Revisit: Analyzing the Stock Market with Transfer Entropy Graphs

A revisit of: https://www.imjustageek.com/blog/using-causation-networks-to-predict-future-network-robustness

Introduction

Recently, I have been reconsidering my approach to a previous project that uses graphs to help analyze volatility in dynamic systems, more specifically, the stock market. The issue that kept popping into my mind was that it was easy to explain the ideas behind the graph and its construction; however, when I tried to explain how to extract the predictions from this graph it became very convoluted, to the point that even I felt manic trying to describe it. So I went back to the drawing board and developed a more systematic approach to analyze these graphs and explore a new way to find the potential predictive power of the graph's structure.

Transfer Entropy Graph and Data Collection

To recap some, the graph that we are trying to analyze is called a transfer entropy graph. You can look at the beginning of the last article (https://www.imjustageek.com/blog/using-causation-networks-to-predict-future-network-robustness) to get the details of how exactly it's constructed, but here is the gist of it. Between two time series of values you can calculate transfer entropy. It's a unitless measure that describes how changes in a source time series can correlate with future changes in a target time series.

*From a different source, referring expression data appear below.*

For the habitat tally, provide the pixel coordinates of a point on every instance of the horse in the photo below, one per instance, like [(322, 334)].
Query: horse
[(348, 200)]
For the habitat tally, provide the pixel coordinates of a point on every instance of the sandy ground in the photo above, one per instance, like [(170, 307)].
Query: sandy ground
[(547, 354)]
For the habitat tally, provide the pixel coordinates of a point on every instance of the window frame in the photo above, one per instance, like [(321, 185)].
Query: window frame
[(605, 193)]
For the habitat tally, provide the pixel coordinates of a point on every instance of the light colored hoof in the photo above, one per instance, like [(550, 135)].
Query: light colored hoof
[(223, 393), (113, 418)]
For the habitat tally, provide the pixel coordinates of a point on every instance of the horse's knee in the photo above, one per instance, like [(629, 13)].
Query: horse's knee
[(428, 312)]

So, for example, let's take the daily stock price of Apple and the daily stock price of Microsoft for the past year. We can calculate the transfer entropy from Apple to Microsoft. If it's a large number, that means the price of Apple historically had some correlation to the future price of Microsoft. The interesting thing is that typically similar companies like these will have a small transfer entropy, as they usually move together rather than directly lead to changes from one to another. So just because two companies would have a high correlation does not mean that they would have high transfer entropy.

To construct the graph, we would first make a node for every one of the companies we have data for. We then calculate the transfer entropy for all combinations of companies over a specific period. The graph will then be filled with directed edges with the calculated transfer entropies. Let's say we have a transfer entropy of 1.1 from Microsoft to Apple. We would add an edge that points from the Microsoft node to the Apple node with a value of 1.1. Then we will continue to add edges for every combination of companies in our dataset.

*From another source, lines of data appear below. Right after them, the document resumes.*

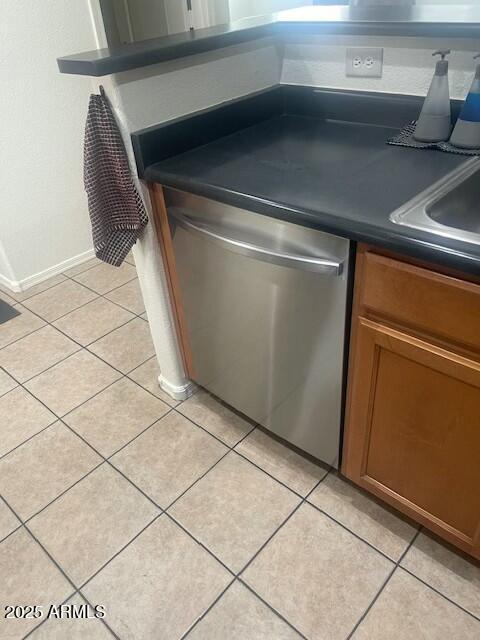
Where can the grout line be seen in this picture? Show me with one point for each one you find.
(207, 610)
(32, 535)
(200, 543)
(30, 437)
(277, 613)
(31, 517)
(102, 620)
(380, 591)
(137, 535)
(44, 620)
(19, 526)
(472, 615)
(196, 424)
(145, 495)
(230, 450)
(302, 502)
(356, 535)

An example of a graph is below.

A Small Transfer Entropy Graph

Overall, a single transfer entropy graph would be a snapshot of the market at a specific date using a specified window of data before that date.

For this iteration of the project, we will create many transfer entropy graphs for random dates over the past five to ten years to help develop a large dataset for creating a useful model. This is one area in which the last project fell short, as previously we only analyzed a single transfer entropy graph when trying to make a model, and attempted to find the significance of that model versus making predictions with a "random graph". Using many transfer entropy graphs over an extended period will give us a better sense of how well this method of constructing graphs is for predicting market volatility.

Note: For this iteration we still use Effective Transfer Entropy, Use Significance Tests, and use the Total Market Movement as a background process. All non-significant and/or 0 transfer entropy connections are not included in the graph.

Data Collection

To construct the graphs, we first collect the daily stock prices of the top 3000 companies by current market cap from 2010 to the beginning of 2025. This is the pricing data to serve as the base for all graphs. We filter out companies that IPO'd in 2024 and any companies that would have missing data during this time. (This leaves us with about 2500 companies) This time, we focus on average weekly prices of the stock to filter out any day-to-day trading noise and focus on more mid-frequency price movement.

Next, we reduce the dataset by transforming it to be the five-day averages of the stock price, and then convert the data to be absolute percent changes of the five-day average prices. Using percent change normalizes the data, as the transfer entropy calculation can be sensitive to magnitude, and the magnitude of the price of a company provides limited useful information. Next, we select 500 random days from 2010 to 2025 and construct a transfer entropy graph for each date using the previous year's data. This will leave us with 500 graphs, which we can use to help create our model.

So, for example, let's take three dates: May 2nd, 2019, March 27th, 2023, and June 8th, 2021. The three graphs created would be using the time series data from May 2nd, 2018-19, March 27th, 2022-23, and June 8th, 2020-21. Each graph would have 2500 nodes, one for each company, and the transfer entropy values connecting them would be calculated from that year of time series data. These three graphs will then be used to analyze volatility from May 3rd, 2019, March 28th, 2023, and June 9th, 2021, onward.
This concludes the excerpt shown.